Partono dal concreto reale e quotidiano e lo smembrano a morsi. Delle cose sanno gli odori, il sapore, le pieghe più turpi, non l’aspetto esteriore. La chiamano “letteratura da ballo”. Per me è “parola da guerra”, armata e senza scampo, mandata in circolo nel corpo, sussultoria, ruvida e vetrata, volutamente provocatoria nel suo eccedere in tono e perentorietà. Parola sostenuta da possenti ed enfatiche sonorità che mischiano pop, psichedelica ed industrial, degni del rock dei Devo ma anche Kraftwerk e Neu.

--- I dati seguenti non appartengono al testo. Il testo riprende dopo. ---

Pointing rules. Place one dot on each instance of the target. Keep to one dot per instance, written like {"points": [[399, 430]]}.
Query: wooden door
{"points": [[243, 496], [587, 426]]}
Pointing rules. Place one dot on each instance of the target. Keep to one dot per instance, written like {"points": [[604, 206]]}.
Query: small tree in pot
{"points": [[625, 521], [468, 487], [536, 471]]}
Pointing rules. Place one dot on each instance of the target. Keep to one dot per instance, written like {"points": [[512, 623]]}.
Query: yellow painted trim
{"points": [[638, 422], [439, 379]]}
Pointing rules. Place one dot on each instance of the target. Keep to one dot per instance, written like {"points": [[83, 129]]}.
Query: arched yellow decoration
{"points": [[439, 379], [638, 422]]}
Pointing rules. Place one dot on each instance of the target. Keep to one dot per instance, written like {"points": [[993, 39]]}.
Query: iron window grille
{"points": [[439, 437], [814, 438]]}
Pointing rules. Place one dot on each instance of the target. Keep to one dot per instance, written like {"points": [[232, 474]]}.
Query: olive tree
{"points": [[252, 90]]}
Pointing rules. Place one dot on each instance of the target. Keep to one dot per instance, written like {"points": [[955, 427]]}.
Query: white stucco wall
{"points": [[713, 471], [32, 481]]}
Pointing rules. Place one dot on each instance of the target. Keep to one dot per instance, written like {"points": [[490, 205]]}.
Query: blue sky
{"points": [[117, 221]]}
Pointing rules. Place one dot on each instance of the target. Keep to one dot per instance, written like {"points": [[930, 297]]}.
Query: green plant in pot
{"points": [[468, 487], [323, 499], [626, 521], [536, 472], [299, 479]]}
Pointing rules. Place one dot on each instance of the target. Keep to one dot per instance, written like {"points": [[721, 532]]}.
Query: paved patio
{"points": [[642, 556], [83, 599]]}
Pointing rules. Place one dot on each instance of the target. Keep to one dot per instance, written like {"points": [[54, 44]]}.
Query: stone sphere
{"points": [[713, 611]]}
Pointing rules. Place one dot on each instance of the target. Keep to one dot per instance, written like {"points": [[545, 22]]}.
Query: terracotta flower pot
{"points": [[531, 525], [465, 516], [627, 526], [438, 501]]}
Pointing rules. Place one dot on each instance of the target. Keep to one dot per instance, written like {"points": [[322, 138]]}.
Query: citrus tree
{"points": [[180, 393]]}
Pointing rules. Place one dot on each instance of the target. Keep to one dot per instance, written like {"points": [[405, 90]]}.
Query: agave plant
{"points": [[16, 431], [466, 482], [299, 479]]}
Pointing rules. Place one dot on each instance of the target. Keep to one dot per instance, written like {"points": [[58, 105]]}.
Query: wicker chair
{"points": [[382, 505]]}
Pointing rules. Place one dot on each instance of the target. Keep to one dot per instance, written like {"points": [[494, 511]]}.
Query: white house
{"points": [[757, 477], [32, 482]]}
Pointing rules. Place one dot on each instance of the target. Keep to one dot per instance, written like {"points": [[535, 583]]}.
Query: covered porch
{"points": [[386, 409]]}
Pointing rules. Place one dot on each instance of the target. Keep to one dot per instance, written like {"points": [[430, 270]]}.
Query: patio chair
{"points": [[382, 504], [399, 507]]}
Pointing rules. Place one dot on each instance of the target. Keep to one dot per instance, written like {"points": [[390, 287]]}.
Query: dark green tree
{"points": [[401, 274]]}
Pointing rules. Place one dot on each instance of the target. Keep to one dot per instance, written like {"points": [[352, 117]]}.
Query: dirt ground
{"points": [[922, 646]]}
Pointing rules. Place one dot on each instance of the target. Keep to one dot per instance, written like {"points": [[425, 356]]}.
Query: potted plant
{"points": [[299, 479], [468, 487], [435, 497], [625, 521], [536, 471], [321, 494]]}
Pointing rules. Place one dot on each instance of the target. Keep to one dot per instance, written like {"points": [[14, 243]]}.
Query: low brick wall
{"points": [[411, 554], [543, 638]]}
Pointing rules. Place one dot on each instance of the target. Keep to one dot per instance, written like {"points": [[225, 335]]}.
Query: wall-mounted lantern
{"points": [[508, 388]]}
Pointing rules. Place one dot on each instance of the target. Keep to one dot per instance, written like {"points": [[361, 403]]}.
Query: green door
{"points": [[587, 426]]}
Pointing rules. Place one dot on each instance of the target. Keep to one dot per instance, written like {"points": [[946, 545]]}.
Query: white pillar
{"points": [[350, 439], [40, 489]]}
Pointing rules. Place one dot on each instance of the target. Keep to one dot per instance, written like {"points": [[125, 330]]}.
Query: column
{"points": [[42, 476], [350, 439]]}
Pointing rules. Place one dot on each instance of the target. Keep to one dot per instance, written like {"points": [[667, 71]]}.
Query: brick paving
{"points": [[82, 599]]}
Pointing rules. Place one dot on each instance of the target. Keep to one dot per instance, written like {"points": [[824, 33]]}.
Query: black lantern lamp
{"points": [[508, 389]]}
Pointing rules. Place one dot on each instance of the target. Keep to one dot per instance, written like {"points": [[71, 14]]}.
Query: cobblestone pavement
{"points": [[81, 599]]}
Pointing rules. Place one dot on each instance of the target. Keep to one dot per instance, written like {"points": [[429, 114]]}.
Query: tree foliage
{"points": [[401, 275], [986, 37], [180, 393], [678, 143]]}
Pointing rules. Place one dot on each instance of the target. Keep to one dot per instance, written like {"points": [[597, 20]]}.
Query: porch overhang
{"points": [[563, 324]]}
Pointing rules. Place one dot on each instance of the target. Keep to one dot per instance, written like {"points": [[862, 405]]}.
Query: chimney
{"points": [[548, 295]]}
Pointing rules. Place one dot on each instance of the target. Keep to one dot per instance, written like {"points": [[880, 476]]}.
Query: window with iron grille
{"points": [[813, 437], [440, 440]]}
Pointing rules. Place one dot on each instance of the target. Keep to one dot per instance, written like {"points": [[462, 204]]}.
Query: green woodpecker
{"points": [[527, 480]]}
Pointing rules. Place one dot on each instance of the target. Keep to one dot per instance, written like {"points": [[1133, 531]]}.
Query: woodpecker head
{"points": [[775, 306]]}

Mi piace questo album-reading arguto. Mi ricorda, certo, altre esperienze d’ascolto, ma mi colpisce per l’ironia non leggera, mai di facile presa, pesante come un macigno legato alla caviglia. Certamente efficaci dal vivo -posso immaginare-, sono qui costretti nelle spire di un cd, ma riescono comunque ad uscirne solidi. Il titolo del lavoro è già un rituale, da ripetere in una sorta di preghiera buddista al contrario. Se lo leggi come acronimo, piove dall’alto come divinità. E richiama, nel concetto, la prima traccia, che non è altro che la recitazione sonora del "Manifesto del Futurismo" di F. T. Marinetti, in tutta la sua enfasi letteraria. Si può imprecare elegantemente? Sì. Il front-man Valerio Zekkini lo fa, un tipo che – citandolo – è un pavone sonico adriatico che si fa cantore, lancia strali contro il benessere e ruota invettive attorno all’altare degli “-ismi”. E’ un provocatore mediterraneo che recita in un italiano accorto e, se non basta, anche in spagnolo. Il progetto, se i tempi avessero coinciso, sarebbe potuto uscire dritto dritto dal Consorzio Produttori Indipendenti. Ed un tocco concreto di quell’ispirazione in fondo c’è. Con Zekkini e gli altri è, infatti, anche l'ex chitarrista dei Disciplinatha, Dario Parisini. I PCC si muovono con sorprendente naturalezza tra gli inganni delle ideologie ed i lustrini del trendy a gogo, come fossero nel salotto trash di un Andy Warhol che coinvolge i Velvet Underground in uno dei suoi deliri creativi e fa recitare ad una Nico truculenta Morrissey e Pasolini.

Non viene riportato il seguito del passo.